Acara pengenalan sekolah di Seoul International High School tidaklah serumit disekolah lain. Panitia pengenalan benar-benar hanya mengenalkan SHS, namun dengan detail. Terlebih pengenalan bangunan sekolah yang sangat luas dan besar itu.

SHS tidak menerapkan masa orientasi karena hanya akan menguras tenaga saja. Karena kegiatan sekolah yang sangatlah padat, beragam kegiatan ekstra kulikuler dan kegiatan outdoor yang terus menerus, membuat sang Ketua OSIS Min Yoongi menyingkatkan acara pengenalan sekolahnya. Lagipula kegiatan seperti ini hanyalah sebuah formalitas, karena menurutnya orientasi sangatlah membosankan.

Itulah mengapa setelah jam istirahat selesai dan aula terisi para siswa baru lagi, tidak ada kegiatan yang penting setelahnya karena langsung pengumuman pembagian kelas. Saat ini wakil ketua OSIS SHS sedang berdiri diatas podium dengan panitia lain sambil melihat pebagian kelas yang dilakukan oleh panitia pendamping. Keadaan memang berisik, namun Kim Namjoon hanya membiarkannya dan hanya menatap asal keributan yang diciptakan siswa baru SHS tersebut.
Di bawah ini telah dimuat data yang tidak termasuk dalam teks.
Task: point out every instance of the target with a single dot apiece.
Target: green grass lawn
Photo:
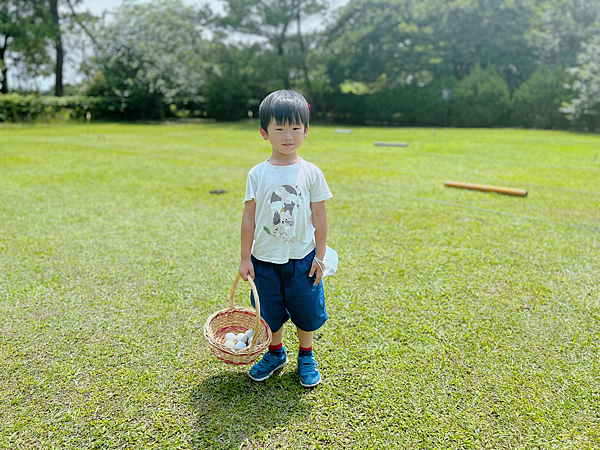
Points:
(458, 319)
Ada yang bahagia satu kelas dengan temannya, sedih karena sekelas dengan siswa yang tidak dikenalnya, atau hanya diam saja mendengarkan seperti yang dilakukan Seokjin dan Wonho. Mereka hanya terdiam menunggu nama mereka dipanggil.

"Lee Wonho 10-2A...Kim Seokjin 10-2A..." sayup-sayup terdengar Yugyeom mengucap nama mereka. Seokjin langsung bangkit dan tertawa kecil setelahnya, sedangkan Wonho hanya tersenyum. Ia sudah terbiasa sekarang dengan eksistensi teman barunya yang unik itu.

Seokjin merangkul lengan Wonho dan bersandar dibahunya, sesekali tersenyum.

"Kau senang sekali" ucap Wonho menepuk pelan tangan Seokjin.

Seokjin tersenyum makin lebar dengan wajah yang berbinar ia menganggukkan kepalanya dengan semangat, sedangkan Wonho gemas sendiri melihat tingkah temannya itu.

"Kau harus sebangku denganku ya" ucap Seokjin ceria yang menimbulkan anggukan dari lawan bicaranya itu.

Pembagian kelas terus dilakukan yang memakan waktu sekitar 1 jam. Setelah acara pembagian kelas selesai, para siswa baru mulai membubarkan diri menuju kelas mereka masing-masing didampingi panitia pendamping. Sang wakil ketua OSIS tidak mau adik kelasnya akan tersesat besok saat awal pelajaran baru dimulai.

Setelah sampai dikelas, para siswa langsung memilih tempat duduk mereka begitupun Wonho dan Seokjin, dan dengan cepat Wonho menarik Seokjin untuk duduk di bangku bagian tengah. Iris Seokjin memperhatikan sekitarnya, ada lebih dari 40 siswa dalam kelasnya, dan Seokjin hanya tersenyum karena akan memiliki banyak teman baru.

Sesaat setelah semua bangku terisi, Jungkook ikut memasuki kelas dan hanya menatap sekelilingnya, memastikan semua bangku sudah terisi.

"Baiklah. Kalian harus mengingat arah menuju kelas kalian ne. Mulai besok proses belajar mengajar akan dimulai. Jadi sunbae harap tidak ada yang terlambat datang dengan alasan lupa arah kelasnya. Mengerti?"

"Mengerti Sunbae"

"Bagus. Setelah ini ada pengarahan dari wali kelas kalian ne."

Jungkook lalu berjalan keluar sambil menunduk mempersilahkan seorang namja paruh baya untuk menggantikan tempatnya, namja paruh baya tersebut tersenyum, "Terima kasih, Jungkook." yang dibalas anggukan pada gurunya sebelum benar-benar keluar.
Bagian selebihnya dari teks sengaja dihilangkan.